Response: Thank you for the comment – in the revised version, a detailed Limitations section has been added at the end of the Discussion.

  1. Reviewer’s comment: Why were 32 directions used? Can the authors provide a reference? Consider uploading the definitions as a table, it will be less confusing to understand Response: We thank the reviewer for this question. Thirty-two diffusion directions were used as this scheme represents a widely applied balance between acquisition time and angular resolution, providing reliable tensor estimation while minimizing participant burden. Similar protocols have been employed in previous neuroimaging studies

 (DOI: 10.1007/s10334-025-01244-4 , doi.org/10.3389/fnhum.2021.742198)

  1. Reviewer’s comment: Is there any reason for only using non-parametric tests?

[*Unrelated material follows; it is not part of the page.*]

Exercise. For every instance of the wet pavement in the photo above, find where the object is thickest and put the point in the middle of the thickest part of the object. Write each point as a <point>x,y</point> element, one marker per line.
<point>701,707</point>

Response: Thank you for your query regarding the exclusive use of non-parametric tests in our statistical analyses. We selected the Kruskal-Wallis test (for group comparisons) and Spearman's rank correlation (for associations) due to the non-normal distribution of the data, as confirmed by preliminary assessments (e.g., Shapiro-Wilk tests, p < 0.05 for most variables), which is a common characteristic of clinical neuroimaging datasets, particularly in heterogeneous PTSD populations where symptom severity, trauma type, and comorbidity introduce variability. As detailed in the Materials and Methods section (Statistical Analysis subsection), this approach ensures robustness without assuming normality or equal variances, which parametric tests require. Additionally, non-parametric methods are well-suited for capturing potential non-linear relationships often observed in clinical data, such as those between microstructural parameters and brain measurements, allowing for more reliable inference in exploratory contexts. These choices align with standard practices in psychiatric neuroimaging research to minimize Type I errors in non-Gaussian distributions.

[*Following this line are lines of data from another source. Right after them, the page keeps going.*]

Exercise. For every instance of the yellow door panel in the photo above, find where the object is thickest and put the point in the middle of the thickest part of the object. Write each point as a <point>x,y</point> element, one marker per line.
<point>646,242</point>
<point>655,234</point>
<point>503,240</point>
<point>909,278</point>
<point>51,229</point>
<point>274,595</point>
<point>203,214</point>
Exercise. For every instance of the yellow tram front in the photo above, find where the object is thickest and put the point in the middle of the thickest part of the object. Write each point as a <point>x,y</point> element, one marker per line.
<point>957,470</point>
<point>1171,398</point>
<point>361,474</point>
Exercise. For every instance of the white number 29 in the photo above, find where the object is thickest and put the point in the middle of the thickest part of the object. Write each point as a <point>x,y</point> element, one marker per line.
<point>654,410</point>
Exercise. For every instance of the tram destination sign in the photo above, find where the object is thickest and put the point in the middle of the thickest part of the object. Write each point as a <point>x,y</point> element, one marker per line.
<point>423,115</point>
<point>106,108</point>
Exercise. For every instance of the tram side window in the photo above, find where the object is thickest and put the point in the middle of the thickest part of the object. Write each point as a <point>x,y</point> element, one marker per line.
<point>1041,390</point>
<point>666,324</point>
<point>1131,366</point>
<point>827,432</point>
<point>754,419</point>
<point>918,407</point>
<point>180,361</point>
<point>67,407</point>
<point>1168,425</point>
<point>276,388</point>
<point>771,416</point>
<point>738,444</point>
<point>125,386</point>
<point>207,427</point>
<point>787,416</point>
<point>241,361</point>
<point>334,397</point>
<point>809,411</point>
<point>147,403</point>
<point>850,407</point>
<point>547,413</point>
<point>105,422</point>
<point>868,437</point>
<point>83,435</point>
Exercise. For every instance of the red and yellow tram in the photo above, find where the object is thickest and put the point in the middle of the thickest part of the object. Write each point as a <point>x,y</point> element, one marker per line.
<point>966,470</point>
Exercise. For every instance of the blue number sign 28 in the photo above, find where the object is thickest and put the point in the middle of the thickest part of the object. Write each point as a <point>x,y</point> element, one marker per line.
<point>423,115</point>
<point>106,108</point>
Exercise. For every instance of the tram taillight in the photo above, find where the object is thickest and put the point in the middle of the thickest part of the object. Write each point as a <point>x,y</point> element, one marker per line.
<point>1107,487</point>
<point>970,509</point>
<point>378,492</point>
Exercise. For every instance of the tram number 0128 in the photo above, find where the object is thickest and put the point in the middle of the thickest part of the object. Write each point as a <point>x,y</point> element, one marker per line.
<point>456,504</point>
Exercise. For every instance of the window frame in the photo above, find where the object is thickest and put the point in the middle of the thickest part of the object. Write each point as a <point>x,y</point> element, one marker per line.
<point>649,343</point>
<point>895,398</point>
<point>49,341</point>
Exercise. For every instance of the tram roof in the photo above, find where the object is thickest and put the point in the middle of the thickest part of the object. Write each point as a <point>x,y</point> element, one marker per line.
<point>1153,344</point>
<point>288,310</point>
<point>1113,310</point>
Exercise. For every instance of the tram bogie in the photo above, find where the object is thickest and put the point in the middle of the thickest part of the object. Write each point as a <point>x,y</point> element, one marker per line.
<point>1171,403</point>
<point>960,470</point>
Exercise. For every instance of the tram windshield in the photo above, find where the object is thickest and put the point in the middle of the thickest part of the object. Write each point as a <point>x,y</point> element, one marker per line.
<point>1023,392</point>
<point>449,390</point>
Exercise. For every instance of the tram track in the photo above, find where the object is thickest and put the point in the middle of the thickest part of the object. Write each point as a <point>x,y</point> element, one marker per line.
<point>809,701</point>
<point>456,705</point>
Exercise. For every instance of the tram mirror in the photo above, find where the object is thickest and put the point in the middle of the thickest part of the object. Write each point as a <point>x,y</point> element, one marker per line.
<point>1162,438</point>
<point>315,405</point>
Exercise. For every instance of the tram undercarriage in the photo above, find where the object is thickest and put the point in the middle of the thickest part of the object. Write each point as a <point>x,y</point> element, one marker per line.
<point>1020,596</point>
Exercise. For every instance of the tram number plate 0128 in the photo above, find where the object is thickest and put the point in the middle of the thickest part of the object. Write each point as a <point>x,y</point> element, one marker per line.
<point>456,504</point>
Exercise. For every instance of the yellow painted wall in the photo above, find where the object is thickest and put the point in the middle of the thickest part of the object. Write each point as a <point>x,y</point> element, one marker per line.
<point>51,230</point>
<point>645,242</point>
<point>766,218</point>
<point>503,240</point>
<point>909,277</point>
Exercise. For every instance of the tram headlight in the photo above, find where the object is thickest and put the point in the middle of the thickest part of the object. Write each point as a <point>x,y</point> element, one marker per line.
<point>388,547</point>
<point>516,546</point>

  1. Reviewer’s comment: Also, is there any reason for the highly number of references in this original article? Response: The high number of references reflects the interdisciplinary scope of the study and was intended to provide a comprehensive scientific context for our hypotheses and results.
  2. Reviewer’s comment: Was informed consent asked for every patient? Or was a pool of imaging analyzed? Currently is saying after conclusion that all subjects provided informed consent. Response: We confirm that informed consent was obtained from every participant prior to inclusion in the study, in accordance with institutional and ethical guidelines.
  3. Reviewer’s comment: Is the term width interchangeable with thickness? Response: The use of the terms “width” and “thickness” has been corrected. In our study, “width” refers to the dimensions of the brain ventricles, whereas “thickness” applies to structures such as the cortex or the amygdala.

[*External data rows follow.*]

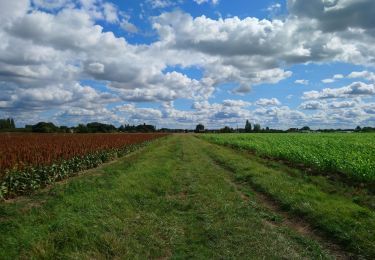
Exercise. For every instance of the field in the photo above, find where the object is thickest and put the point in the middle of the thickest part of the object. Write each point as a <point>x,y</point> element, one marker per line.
<point>31,161</point>
<point>349,154</point>
<point>184,197</point>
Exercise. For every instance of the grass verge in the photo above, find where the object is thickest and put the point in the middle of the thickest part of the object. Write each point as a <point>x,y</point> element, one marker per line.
<point>345,221</point>
<point>168,201</point>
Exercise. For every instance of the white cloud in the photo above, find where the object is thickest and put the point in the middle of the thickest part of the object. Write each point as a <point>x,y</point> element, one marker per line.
<point>333,79</point>
<point>268,102</point>
<point>302,81</point>
<point>48,48</point>
<point>355,89</point>
<point>362,74</point>
<point>214,2</point>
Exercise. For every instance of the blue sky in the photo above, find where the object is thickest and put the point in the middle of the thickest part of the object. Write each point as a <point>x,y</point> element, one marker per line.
<point>179,63</point>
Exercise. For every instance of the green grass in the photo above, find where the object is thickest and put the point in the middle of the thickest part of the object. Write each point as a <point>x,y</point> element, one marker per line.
<point>170,200</point>
<point>352,154</point>
<point>311,197</point>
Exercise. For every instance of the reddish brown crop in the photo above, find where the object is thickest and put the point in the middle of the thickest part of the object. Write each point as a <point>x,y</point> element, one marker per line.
<point>20,150</point>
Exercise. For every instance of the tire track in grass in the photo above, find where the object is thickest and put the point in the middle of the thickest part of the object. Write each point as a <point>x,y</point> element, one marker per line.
<point>273,183</point>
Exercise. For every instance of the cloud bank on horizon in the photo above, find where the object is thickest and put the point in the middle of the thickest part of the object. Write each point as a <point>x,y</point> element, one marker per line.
<point>178,63</point>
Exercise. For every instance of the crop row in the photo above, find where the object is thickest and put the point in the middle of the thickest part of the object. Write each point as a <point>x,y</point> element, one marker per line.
<point>349,154</point>
<point>32,161</point>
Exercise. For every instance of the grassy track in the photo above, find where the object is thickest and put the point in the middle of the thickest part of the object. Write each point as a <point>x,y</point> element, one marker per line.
<point>172,200</point>
<point>324,204</point>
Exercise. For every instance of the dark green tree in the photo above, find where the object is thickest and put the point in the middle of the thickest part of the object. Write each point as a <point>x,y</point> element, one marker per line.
<point>43,127</point>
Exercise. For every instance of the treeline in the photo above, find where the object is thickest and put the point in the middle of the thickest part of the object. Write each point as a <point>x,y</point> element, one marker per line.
<point>7,123</point>
<point>94,127</point>
<point>256,128</point>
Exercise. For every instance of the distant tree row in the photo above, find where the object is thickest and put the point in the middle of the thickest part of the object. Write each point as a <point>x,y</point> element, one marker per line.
<point>95,127</point>
<point>7,123</point>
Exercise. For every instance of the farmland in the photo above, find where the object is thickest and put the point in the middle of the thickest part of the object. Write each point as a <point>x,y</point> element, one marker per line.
<point>31,161</point>
<point>351,155</point>
<point>183,197</point>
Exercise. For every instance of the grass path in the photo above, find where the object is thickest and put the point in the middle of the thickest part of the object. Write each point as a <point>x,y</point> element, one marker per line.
<point>170,200</point>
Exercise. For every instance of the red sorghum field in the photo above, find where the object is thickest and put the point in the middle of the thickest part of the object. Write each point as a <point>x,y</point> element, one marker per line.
<point>31,161</point>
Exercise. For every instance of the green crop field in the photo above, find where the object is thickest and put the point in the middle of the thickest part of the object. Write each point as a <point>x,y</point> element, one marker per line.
<point>182,197</point>
<point>350,154</point>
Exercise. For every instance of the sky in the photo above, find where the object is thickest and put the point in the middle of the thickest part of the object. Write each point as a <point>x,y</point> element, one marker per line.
<point>175,64</point>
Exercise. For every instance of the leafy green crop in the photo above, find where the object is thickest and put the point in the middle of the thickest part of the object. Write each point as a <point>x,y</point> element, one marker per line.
<point>351,154</point>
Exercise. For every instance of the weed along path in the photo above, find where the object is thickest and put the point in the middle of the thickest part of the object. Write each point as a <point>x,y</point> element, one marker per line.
<point>180,197</point>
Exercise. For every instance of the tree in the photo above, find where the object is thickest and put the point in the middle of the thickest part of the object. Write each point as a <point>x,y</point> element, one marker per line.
<point>7,123</point>
<point>199,128</point>
<point>43,127</point>
<point>257,128</point>
<point>248,127</point>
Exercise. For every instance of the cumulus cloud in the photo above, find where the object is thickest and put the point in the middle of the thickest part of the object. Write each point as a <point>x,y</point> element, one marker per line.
<point>302,81</point>
<point>362,74</point>
<point>355,89</point>
<point>214,2</point>
<point>268,102</point>
<point>333,79</point>
<point>49,47</point>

We believe that the revisions made significantly strengthen our manuscript, improving both its clarity and scientific value. We thank you once again for your insightful review and constructive suggestions, which have allowed us to enhance the quality of our work.

Sincerely,

Barbara Paraniak-Gieszczyk, Ewa Alicja Ogłodek

 

Author Response File: Author Response.pdf

Round 2

Reviewer 2 Report

Comments and Suggestions for Authors

The paper is very interesting and well-written, methodologically unexceptionable, and the new implementations provide a valid contribution to the work. Every requested correction has been made. No further issues detected.

Author Response

Dear Reviewer,

We sincerely thank you for your time, effort, and positive evaluation of our manuscript. We truly appreciate your constructive feedback and are pleased that the revisions have met your expectations. Your supportive comments are highly encouraging and motivate us to continue developing this line of research.

With kind regards,
Barbara Paraniak-Gieszczyk and Ewa Ogłodek

 

Reviewer 3 Report

Comments and Suggestions for Authors

Satisfactory

Author Response

Dear Reviewer,

We sincerely thank you for your time, effort, and positive evaluation of our manuscript. We truly appreciate your constructive feedback and are pleased that the revisions have met your expectations. Your supportive comments are highly encouraging and motivate us to continue developing this line of research.